I argue that not only is Venezuela suffering from a sort of ‘Dutch disease’ on steroids, but that the petrostate mentality has skewed the relationship between the government and the governed:
As in oil-rich Middle Eastern countries, resource wealth skews the link between the state and its citizens… and the traditional link between government and voters is turned upside down: instead of an electorate of taxpayers holding its leaders accountable for good government, voters look support politicians who can offer the largest slice of Venezuela’s oil wealth. That’s why domestic subsidies make Venezuelan gasoline prices the world’s cheapest, at just six cents a gallon.

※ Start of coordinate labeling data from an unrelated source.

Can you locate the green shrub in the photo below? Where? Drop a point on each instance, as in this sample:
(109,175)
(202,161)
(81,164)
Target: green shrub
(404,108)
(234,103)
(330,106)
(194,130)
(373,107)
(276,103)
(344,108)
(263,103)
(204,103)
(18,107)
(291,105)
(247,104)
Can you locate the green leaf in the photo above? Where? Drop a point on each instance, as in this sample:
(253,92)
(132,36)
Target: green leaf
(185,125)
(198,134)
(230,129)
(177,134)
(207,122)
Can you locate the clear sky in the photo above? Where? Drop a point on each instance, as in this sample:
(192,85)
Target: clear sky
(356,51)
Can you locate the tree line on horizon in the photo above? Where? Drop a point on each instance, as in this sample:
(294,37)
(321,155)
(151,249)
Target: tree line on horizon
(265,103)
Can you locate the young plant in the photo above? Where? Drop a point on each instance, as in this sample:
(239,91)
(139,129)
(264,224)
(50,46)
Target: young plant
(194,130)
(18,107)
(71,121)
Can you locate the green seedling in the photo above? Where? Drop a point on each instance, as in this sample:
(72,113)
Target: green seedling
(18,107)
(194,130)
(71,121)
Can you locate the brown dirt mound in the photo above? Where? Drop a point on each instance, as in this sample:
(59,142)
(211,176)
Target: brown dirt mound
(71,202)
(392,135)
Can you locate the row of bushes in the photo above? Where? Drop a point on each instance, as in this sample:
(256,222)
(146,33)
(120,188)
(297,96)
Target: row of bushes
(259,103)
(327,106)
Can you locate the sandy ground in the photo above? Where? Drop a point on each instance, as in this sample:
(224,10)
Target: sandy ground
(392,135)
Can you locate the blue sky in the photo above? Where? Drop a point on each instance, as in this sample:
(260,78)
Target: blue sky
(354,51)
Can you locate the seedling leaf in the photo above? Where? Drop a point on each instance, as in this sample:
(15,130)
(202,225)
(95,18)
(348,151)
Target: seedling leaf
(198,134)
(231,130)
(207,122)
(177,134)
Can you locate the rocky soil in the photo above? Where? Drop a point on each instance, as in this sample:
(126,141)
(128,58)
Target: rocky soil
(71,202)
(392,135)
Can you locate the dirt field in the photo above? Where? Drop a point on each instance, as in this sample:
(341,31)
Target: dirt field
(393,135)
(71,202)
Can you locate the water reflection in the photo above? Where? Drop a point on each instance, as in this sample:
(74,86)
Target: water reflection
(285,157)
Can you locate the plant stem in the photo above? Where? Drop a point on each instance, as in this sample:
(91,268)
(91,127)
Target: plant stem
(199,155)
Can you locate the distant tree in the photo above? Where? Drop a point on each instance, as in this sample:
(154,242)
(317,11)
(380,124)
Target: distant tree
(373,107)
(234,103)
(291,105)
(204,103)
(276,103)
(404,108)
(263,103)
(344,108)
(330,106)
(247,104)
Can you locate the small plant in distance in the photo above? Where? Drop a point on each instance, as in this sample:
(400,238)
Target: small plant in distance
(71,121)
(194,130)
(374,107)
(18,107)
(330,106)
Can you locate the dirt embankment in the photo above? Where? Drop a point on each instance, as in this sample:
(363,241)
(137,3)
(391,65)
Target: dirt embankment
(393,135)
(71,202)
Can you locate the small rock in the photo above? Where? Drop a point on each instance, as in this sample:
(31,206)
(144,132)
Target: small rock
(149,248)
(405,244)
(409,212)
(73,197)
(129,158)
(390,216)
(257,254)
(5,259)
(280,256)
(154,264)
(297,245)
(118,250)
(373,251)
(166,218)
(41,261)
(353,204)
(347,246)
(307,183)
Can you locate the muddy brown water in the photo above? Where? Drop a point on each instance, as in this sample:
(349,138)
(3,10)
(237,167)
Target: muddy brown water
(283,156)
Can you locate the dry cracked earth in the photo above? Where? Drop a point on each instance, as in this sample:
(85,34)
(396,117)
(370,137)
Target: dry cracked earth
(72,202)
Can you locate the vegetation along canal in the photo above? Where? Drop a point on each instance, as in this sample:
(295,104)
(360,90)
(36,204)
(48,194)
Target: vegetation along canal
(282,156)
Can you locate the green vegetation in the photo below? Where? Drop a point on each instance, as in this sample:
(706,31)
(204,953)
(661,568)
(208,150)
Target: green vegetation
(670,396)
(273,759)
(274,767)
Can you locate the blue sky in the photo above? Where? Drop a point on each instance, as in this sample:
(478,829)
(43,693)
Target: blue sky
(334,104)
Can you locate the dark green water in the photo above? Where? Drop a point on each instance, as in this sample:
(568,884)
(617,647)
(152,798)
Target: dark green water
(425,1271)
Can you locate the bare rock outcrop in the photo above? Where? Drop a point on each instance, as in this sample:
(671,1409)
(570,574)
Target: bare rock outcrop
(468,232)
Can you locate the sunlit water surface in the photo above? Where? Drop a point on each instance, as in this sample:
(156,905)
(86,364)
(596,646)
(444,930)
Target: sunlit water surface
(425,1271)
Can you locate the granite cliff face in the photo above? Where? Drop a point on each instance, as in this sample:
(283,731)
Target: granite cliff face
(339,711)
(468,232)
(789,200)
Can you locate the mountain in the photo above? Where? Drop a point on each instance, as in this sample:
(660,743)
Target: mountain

That was true before and during the Chávez era, and it will certainly be true after Chávez. What seemed like a relatively mature democratic system before Chávez was always institutionally weaker than it looked from the outside.
I also caution that the opposition will have to do much more than just win an election in order to break the vicious cycle of Venezuelan (mal)governance:
But if Maduro’s victory is somehow overturned and Capriles becomes Venezuela’s next president, he’ll need a lot more than a change in expectations to put Venezuela on a firmer footing. The opposition’s hopes are based on what Paul Krugman might call the “hada de confiaza” — a Venezuelan confidence fairy.